Fear can affect whether you move forward because that fear does not allow you to do so. To be too scared to go on that date, talk to your crush, fall in love, quit that job or simply look for another. If you let fear determine whether or not you’ll take that next step chances are you’ll miss out on so much. If you’re too scared to get into a relationship, or fall in love while already in a relationship you could miss out on happiness the relationship can bring you.
If you’re afraid of looking for a job that’s more centered around your career goals because you’re comfortable in your current situation; you need to move forward and away from where you no longer want to be, and if you don’t get out of that comfort zone you won’t know what it’s like to take that job.
I’ve worked for a year as way more than a personal assistant, way more than I knew I was getting myself into.

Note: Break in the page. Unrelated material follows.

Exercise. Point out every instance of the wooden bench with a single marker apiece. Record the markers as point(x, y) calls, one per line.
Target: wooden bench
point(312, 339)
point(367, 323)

I learned a lot more than I thought I would in the past year. I realized that it wasn’t what I wanted to do anymore and I realized it was time to leave. You have to know when it’s time to leave and if you stay and get sidetracked from your own goals then what’s the point? One day, when it’s already too late you’ll realize you devoted so many years of your life to fulfilling someone else’s hopes and dreams and in the process you’ve forgotten about your own.
I realized that I gave so much of myself to my boss, while forgetting about my own needs. I, who come first before anyone else. I was too mentally exhausted to work on a paper for my grad class because the day I had at work was so mentally draining. I was tired of getting out so late that my workout time got messed up and my “after work schedule” was ruined. At first it would annoy me to miss my workout. After a while it became the norm because I allowed it to happen.
After time and time again of frustration, tears, anger, complaining, and so many other feelings, I finally decided it was time to move on. I’ve recently landed an internship which I cannot wait to begin! Fear could’ve held me back from taking this position because of the factors involved but I didn’t let that happen. It’s risk over reward, If you don’t take the risk how will you know what the reward is?